Florian started his career at The Metropolitan Museum of Art focusing on European Sculpture and Decorative Arts. Before joining The University of Hong Kong, where he now serves as Director of the University Museum and Art Gallery (UMAG), Florian was the curator of European glass at The Corning Museum of Glass overseeing the European and East Asian departments. There, he organized an exhibition on East Meets West, and afterward, lectured internationally on cross-cultural influences in art and workshop practices in Western Europe and East Asia.
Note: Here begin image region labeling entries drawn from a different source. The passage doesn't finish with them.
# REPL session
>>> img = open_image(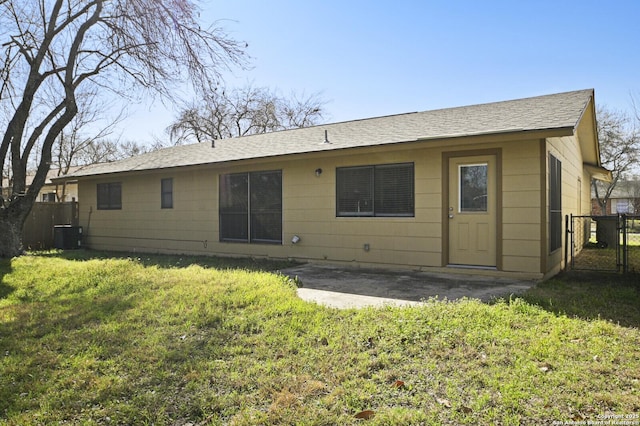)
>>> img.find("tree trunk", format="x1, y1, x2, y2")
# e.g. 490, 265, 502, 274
0, 201, 31, 258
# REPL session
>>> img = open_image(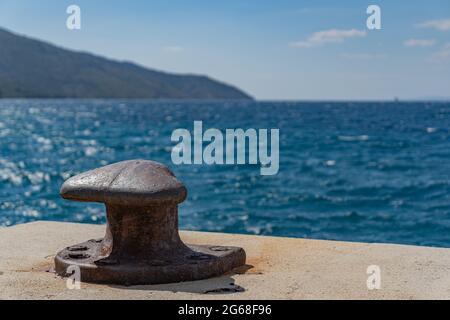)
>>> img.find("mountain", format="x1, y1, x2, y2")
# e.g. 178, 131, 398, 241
0, 29, 251, 99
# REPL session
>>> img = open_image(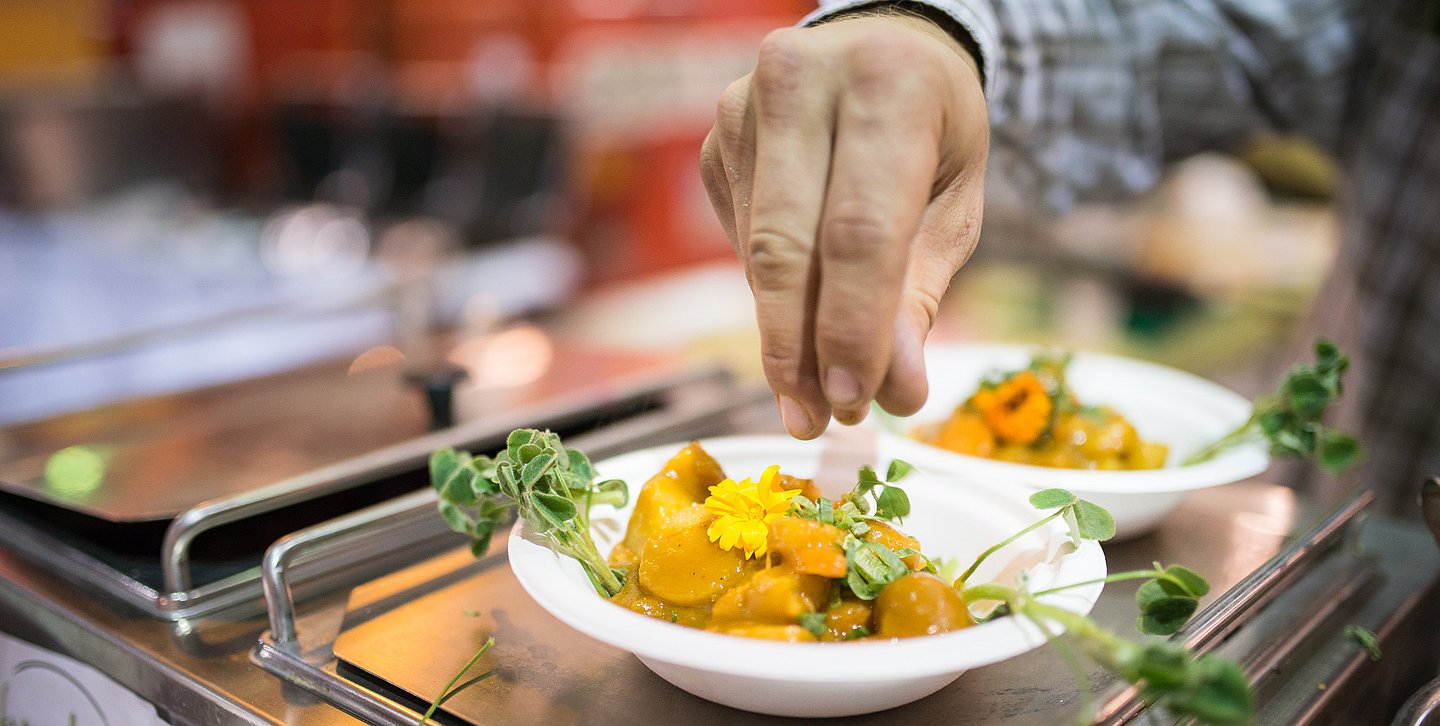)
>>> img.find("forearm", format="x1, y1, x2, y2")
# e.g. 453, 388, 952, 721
812, 0, 1359, 207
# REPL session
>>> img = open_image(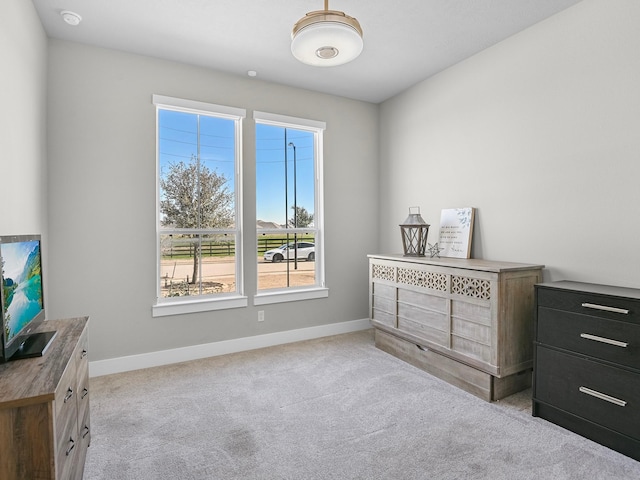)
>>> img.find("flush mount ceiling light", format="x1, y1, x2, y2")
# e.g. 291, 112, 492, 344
60, 10, 82, 27
291, 0, 364, 67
Dr. Shuo (Sue) Hua studies the history of Chinese paintings and the art market from a transcultural perspective. Shuo is currently working on curatorial projects of the Chinese reverse glass paintings from the Mei Lin Collection and modern and contemporary Chinese oil paintings from the UMAG collection. She recently defended her PhD thesis on the topic of exhibiting and collecting Chinese paintings in the 20th century Hong Kong. She was Lee Hysan visiting research fellow at the Global Art History, Cluster of Excellence: Asia and Europe in a Global Context, University of Heidelberg, Germany. Shuo started her career in finance with Credit Suisse before joining academia. She received her undergraduate degree in Economics and Mathematics from the School of Arts and Sciences, University of Pennsylvania.